【ラグビー】「W杯で勝つために」。マイケル・リーチが突き進む充実の日々 (2ページ目)

  • 松瀬学●取材・文 text by Matsuse Manabu
  • photo by Nakanishi Yusuke/AFLOSPORT

 この日も9トライである。後半途中にリーチはベンチに下がった。改めて、東芝のチームメイトの強さに驚いた。

 リーチが笑う。
「ほんと、いいチームだな、と思います。強い体。強いメンタル。ほれぼれします」

 実はチームの転機は昨年12月末のサテライトチーム(2軍戦)のクボタ戦を見たことだった。1軍が神戸製鋼に敗れ、2敗目を喫した直後である。この試合で2軍の連中はとことん体をあて続け、「戦う魂」を示してくれた。

 主将の豊田真人が打ち明ける。
「Aチーム(1軍)は(あの試合を見て)すごい衝撃を受けたんです。あれが東芝の原点に戻るきっかけだった。まず練習が変わった。そして試合のプレイも変わったんです」

 その後、チームは連勝街道を走る。レギュラーシーズン1位のサントリーも破り、上昇気流に乗った。ひとつにまとまった。

 Bチームが強いのだから、本番さながらのガチンコ練習も激しさを増した。部内競争がチームのレベルを押し上げる。昨季、日本選手権準決勝でパナソニックに苦杯を喫した悔しさも後押しとなっている。

 チーム成長の象徴がリーチである。

 まだ23歳。先のワールドカップ(W杯)で4試合すべてに先発出場した。190cm、105kg。初戦のフランス戦で頭を4針縫うケガを負いながら、巨漢相手に体を張り続けた。

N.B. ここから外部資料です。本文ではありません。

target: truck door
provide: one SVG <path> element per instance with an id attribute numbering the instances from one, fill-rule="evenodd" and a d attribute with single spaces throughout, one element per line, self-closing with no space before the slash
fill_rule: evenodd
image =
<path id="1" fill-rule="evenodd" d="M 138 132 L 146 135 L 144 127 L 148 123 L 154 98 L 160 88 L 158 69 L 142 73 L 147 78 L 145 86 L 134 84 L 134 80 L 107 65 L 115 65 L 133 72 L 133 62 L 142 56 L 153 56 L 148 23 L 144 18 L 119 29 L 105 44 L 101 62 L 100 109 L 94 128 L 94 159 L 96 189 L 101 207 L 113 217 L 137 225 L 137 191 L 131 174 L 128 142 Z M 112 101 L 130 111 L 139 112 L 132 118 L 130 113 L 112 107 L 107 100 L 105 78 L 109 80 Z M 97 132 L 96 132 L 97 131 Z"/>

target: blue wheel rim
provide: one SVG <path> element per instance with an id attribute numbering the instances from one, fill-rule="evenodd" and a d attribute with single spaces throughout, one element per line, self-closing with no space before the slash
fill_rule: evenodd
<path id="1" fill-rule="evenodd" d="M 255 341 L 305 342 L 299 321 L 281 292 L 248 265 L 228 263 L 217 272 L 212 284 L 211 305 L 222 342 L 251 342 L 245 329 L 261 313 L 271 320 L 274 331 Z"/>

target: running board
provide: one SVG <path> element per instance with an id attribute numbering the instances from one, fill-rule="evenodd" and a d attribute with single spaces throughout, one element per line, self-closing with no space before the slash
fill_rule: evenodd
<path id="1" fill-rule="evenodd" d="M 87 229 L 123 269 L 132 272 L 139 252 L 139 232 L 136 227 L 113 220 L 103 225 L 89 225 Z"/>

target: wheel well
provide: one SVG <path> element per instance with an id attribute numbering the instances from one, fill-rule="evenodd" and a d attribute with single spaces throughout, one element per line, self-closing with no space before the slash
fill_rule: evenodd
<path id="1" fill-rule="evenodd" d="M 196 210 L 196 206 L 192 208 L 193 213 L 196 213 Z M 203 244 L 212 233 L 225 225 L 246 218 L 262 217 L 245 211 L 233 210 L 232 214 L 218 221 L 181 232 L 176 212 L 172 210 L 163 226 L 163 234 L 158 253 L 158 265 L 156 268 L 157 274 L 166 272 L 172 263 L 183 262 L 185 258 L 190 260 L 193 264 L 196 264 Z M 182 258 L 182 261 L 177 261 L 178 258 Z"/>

 でも、ひとつも勝てなかった。悔しさは消えない。日本の課題はわかった。

「世界との差はパワーと体力です。フィジカルとメンタルの強化が課題です」

 その課題解消のためなら、東芝はもってこいだろう。強い連中にもまれ、成長を実感している。練習もどん欲だ。豊田主将によると、ミーティングでは常に一番前の席に座り、練習でも先頭に立つ。

『神に誓うな、己に誓え』。

 これがリーチのモットーである。ニュージーランド生まれの戦う魂。まず目標はTL制覇。さらには日本選手権優勝である。

「夢はワールドカップで勝つことです」

 リーチの夢は、僕らの祈りでもある。